After years of painting portraits, I am still confounded by color temperatures. Is that shadow warm or cool. How about that filtered sunlight? I can change my mind a dozen times. Saper's clear and sensible explanations on how to determine color temperature was like being handed a map to the hidden treasure. She shows a before and after that really drives home her points. The section on color harmonies, which includes dealing with the background, clothing and props, is another gem that resolves many issues aspiring portrait artists struggle over. Other portrait books I've read only gloss over these key areas.

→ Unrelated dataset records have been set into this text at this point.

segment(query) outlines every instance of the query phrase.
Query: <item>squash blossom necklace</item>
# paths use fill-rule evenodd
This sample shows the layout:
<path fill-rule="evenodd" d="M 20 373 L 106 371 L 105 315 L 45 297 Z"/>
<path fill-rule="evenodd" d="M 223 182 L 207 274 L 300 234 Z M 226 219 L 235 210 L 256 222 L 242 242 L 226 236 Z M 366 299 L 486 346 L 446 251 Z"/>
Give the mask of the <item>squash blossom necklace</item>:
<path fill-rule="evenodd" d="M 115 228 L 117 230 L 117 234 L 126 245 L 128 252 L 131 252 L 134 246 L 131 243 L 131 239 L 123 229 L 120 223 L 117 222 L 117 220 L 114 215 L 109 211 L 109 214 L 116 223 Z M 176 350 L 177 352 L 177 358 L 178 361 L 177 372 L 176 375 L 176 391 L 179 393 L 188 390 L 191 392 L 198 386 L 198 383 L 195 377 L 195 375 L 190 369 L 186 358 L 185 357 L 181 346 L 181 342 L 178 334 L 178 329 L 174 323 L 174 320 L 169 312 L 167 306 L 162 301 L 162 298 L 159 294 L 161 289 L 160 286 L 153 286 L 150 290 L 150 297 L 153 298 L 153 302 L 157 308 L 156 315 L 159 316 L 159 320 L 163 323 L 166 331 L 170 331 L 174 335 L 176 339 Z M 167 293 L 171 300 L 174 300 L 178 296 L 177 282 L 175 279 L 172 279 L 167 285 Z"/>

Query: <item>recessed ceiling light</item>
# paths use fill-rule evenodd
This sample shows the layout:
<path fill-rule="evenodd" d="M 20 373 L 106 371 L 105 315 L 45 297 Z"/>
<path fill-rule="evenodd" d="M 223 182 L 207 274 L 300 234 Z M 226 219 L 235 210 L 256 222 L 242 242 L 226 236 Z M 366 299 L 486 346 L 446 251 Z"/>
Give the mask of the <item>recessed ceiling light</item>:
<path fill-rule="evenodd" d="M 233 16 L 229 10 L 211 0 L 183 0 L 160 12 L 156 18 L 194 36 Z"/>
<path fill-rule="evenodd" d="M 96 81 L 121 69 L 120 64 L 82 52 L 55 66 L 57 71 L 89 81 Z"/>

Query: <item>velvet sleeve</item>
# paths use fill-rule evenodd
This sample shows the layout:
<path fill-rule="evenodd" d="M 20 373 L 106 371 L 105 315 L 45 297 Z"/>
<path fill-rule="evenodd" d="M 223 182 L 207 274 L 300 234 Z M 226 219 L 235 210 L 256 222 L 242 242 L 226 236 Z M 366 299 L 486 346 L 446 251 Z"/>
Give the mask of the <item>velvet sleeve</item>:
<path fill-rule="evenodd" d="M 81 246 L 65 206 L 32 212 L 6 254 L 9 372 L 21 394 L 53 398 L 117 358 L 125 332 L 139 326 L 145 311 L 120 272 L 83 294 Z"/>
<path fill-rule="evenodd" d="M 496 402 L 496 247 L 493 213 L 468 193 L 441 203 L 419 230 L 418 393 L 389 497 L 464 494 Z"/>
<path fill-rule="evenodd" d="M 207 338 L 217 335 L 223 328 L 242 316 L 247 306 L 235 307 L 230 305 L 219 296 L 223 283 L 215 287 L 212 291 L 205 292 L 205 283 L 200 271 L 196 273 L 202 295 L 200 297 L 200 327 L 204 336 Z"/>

Saper's demonstrations employ a variety of races, but she somehow manages to make each one useful even if you think you'll never have the chance to paint people of that race. (But after seeing hers, you'll want to.) It has to do with her explanations for choices of background, poses, props and color balance, and also seeing how well it works out on the canvas or paper.
Most artists, myelf included, out of necessity rely on photo reference material that unfortunately is far from accurate, even though it may appear to be so. Saper skillfully unravels the tangle of pitfalls one encounters here: depth of field lies, value clumping, color distortion. She directs us on how to handle and compensate for these problems. Other books address this, but not with as much insight.